Vagabondage à Québec: observations...
Si je suis toujours à Québec pour une quatrième journée, c'est probablement parce que je suis enfermé quelque part, et que je sors très peu.
Mes sorties se sont jusqu'ici limitées à des déplacements du point A au point B, toujours pour aller voir une personne bien précise.
Hors de ma cachette, quelque part dans le quartier Limoilou, mes rares contacts avec le monde extérieur ont eu lieu dans les autobus (rien de surprenant) ou chez les personnes que j'ai justement visité.
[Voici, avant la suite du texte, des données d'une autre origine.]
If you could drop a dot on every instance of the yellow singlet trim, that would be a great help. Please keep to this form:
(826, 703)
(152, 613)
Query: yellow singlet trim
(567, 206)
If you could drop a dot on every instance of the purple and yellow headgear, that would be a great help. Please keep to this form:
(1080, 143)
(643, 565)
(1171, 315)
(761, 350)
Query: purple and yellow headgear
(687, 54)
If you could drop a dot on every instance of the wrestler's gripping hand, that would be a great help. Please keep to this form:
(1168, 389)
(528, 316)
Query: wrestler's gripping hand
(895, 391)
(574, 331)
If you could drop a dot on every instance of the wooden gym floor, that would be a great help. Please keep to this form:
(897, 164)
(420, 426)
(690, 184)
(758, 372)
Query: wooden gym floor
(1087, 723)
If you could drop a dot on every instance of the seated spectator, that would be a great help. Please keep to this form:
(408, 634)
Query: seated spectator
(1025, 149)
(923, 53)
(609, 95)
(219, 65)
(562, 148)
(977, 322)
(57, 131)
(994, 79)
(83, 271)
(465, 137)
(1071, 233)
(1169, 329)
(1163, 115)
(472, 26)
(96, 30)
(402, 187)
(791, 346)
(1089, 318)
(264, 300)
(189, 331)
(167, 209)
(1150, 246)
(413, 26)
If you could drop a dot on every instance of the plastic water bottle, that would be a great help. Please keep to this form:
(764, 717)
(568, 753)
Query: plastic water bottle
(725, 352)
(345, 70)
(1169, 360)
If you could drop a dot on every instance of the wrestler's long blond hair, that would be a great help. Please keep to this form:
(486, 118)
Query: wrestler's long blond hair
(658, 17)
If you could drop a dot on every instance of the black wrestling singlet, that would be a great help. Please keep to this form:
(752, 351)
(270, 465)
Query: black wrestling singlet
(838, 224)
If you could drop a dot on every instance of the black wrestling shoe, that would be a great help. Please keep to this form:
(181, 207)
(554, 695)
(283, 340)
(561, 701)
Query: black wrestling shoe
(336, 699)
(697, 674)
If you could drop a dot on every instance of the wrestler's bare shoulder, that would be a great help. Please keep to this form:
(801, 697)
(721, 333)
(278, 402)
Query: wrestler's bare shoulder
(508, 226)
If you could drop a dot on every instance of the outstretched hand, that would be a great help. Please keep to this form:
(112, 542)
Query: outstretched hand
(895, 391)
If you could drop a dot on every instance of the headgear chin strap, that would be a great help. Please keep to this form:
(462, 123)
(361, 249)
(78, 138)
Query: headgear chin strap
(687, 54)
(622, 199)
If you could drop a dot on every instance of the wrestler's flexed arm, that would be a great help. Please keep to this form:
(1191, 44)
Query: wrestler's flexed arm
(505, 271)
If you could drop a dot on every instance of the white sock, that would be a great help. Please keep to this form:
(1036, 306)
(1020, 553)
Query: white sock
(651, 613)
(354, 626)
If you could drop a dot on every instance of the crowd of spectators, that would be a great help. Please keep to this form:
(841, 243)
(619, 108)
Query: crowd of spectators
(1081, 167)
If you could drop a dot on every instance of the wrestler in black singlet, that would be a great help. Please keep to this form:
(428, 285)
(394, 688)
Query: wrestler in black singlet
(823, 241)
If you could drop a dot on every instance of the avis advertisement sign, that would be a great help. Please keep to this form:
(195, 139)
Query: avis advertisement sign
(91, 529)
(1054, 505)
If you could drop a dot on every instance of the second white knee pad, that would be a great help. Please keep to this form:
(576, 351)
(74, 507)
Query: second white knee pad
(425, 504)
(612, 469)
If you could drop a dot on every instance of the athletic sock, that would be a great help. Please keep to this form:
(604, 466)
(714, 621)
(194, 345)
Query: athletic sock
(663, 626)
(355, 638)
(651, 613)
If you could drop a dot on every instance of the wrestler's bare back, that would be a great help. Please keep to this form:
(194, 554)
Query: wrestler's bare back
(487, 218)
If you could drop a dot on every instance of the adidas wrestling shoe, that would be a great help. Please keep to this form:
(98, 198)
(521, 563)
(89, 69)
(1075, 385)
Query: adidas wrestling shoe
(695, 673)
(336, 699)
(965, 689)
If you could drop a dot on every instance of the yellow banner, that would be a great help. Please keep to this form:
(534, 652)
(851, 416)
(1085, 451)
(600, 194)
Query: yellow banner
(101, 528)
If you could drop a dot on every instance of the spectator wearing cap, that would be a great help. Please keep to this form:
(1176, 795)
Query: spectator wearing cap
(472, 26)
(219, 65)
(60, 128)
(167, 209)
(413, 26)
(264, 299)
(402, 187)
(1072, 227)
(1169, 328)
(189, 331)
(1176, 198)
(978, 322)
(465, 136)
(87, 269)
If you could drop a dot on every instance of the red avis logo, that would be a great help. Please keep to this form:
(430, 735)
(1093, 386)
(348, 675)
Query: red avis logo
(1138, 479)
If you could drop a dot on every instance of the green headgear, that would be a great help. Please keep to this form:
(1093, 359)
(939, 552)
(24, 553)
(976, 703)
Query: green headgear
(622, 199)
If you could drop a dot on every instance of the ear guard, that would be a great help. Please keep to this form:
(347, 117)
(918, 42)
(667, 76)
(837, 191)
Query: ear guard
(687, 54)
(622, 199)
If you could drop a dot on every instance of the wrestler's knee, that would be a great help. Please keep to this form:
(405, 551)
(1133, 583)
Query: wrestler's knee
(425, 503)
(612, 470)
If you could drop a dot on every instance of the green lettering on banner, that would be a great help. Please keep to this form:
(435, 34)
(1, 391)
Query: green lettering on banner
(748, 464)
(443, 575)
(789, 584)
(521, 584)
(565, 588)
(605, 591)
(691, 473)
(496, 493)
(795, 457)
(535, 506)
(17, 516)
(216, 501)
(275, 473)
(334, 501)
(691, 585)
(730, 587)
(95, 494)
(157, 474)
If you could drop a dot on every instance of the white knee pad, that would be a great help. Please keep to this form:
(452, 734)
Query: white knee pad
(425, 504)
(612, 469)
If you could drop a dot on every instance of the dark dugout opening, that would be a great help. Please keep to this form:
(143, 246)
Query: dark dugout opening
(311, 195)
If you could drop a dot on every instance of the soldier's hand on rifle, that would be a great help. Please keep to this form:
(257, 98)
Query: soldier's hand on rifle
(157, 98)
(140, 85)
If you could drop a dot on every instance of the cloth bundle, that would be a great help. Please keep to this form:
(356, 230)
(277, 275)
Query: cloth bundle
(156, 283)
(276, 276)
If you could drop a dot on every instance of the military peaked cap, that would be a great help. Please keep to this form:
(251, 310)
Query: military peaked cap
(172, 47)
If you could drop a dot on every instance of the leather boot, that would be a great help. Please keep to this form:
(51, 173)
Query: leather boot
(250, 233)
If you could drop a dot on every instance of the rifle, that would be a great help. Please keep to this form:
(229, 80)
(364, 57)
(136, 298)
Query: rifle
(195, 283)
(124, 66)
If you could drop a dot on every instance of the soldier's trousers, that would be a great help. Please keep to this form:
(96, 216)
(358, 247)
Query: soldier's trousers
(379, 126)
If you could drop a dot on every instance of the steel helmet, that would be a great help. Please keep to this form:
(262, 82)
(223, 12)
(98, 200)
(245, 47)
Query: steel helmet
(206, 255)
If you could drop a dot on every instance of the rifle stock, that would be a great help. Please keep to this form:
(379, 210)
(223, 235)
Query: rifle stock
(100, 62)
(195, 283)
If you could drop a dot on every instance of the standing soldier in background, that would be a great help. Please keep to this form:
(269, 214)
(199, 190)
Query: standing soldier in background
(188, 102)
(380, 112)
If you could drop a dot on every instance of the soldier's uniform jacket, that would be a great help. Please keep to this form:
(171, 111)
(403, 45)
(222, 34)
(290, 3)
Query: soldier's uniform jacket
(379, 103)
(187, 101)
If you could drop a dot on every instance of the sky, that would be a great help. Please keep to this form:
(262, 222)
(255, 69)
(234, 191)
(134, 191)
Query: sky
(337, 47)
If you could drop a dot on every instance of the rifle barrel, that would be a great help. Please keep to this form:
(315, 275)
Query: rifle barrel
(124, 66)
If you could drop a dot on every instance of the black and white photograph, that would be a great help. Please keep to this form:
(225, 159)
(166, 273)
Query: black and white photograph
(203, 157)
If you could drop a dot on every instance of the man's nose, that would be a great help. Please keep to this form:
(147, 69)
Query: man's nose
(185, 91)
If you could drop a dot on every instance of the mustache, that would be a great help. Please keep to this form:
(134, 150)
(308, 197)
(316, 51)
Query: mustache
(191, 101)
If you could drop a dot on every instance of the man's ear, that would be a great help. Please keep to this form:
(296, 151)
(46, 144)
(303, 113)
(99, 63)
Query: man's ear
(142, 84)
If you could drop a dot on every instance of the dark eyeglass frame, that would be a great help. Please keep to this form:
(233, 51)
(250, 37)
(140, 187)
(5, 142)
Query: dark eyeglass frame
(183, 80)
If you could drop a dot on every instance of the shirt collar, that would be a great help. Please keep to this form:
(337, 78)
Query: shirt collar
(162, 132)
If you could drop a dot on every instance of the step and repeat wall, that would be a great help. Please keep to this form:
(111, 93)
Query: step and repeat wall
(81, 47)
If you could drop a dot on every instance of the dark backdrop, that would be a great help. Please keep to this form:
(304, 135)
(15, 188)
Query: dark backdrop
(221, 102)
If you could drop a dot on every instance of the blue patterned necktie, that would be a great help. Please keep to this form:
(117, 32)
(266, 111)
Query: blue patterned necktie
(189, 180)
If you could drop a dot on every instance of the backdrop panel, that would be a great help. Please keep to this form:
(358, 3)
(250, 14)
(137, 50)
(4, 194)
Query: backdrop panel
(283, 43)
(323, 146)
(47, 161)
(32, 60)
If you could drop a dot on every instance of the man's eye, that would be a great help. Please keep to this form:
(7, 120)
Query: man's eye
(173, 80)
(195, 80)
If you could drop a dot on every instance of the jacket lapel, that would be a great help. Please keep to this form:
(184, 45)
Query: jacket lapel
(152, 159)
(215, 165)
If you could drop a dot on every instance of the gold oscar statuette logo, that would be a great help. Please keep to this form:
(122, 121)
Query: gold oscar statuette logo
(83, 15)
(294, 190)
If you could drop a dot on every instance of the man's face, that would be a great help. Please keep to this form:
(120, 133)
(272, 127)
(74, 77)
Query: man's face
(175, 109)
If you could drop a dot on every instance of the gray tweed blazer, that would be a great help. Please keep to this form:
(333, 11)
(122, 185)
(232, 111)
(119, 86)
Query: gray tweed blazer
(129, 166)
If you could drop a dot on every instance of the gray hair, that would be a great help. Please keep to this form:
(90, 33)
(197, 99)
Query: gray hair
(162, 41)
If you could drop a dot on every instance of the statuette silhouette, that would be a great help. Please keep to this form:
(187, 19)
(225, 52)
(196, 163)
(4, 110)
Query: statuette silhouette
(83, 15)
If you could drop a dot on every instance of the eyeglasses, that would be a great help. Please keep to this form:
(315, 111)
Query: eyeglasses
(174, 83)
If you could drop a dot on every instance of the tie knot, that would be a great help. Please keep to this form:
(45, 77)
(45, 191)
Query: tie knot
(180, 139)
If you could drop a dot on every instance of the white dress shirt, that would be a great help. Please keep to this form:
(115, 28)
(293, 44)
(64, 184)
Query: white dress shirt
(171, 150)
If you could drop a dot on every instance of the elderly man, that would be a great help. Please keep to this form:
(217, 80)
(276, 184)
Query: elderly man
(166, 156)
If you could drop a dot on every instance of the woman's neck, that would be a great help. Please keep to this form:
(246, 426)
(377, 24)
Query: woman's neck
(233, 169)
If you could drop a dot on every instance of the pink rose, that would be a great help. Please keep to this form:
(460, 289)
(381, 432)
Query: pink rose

Je me sens relativement en sécurité, une sécurité précaire, mais qui fera l'affaire dans les circonstances.
Voici quelques observations sur ce vagabondage, amorcé samedi dernier, 20h30:
Samedi
Le sosie du chanteur de Weezer travaille au restaurant "La pointe des Amériques", sur le boulevard Laurier.
Dimanche
Dans la 801, face à l'Université, un gros bonhomme aux dents jaunes et aux longs cheveux de la même couleur (rapport à la saleté), aborde une femme Noire dans la quarantaine, qui porte des lunettes et fait semblant de lire pour se débarasser de son indésirable interlocuteur, par les mots suivants:
«Vous ressemblez à Woupi Gaulebeuuuurgue... l'actrissssse !»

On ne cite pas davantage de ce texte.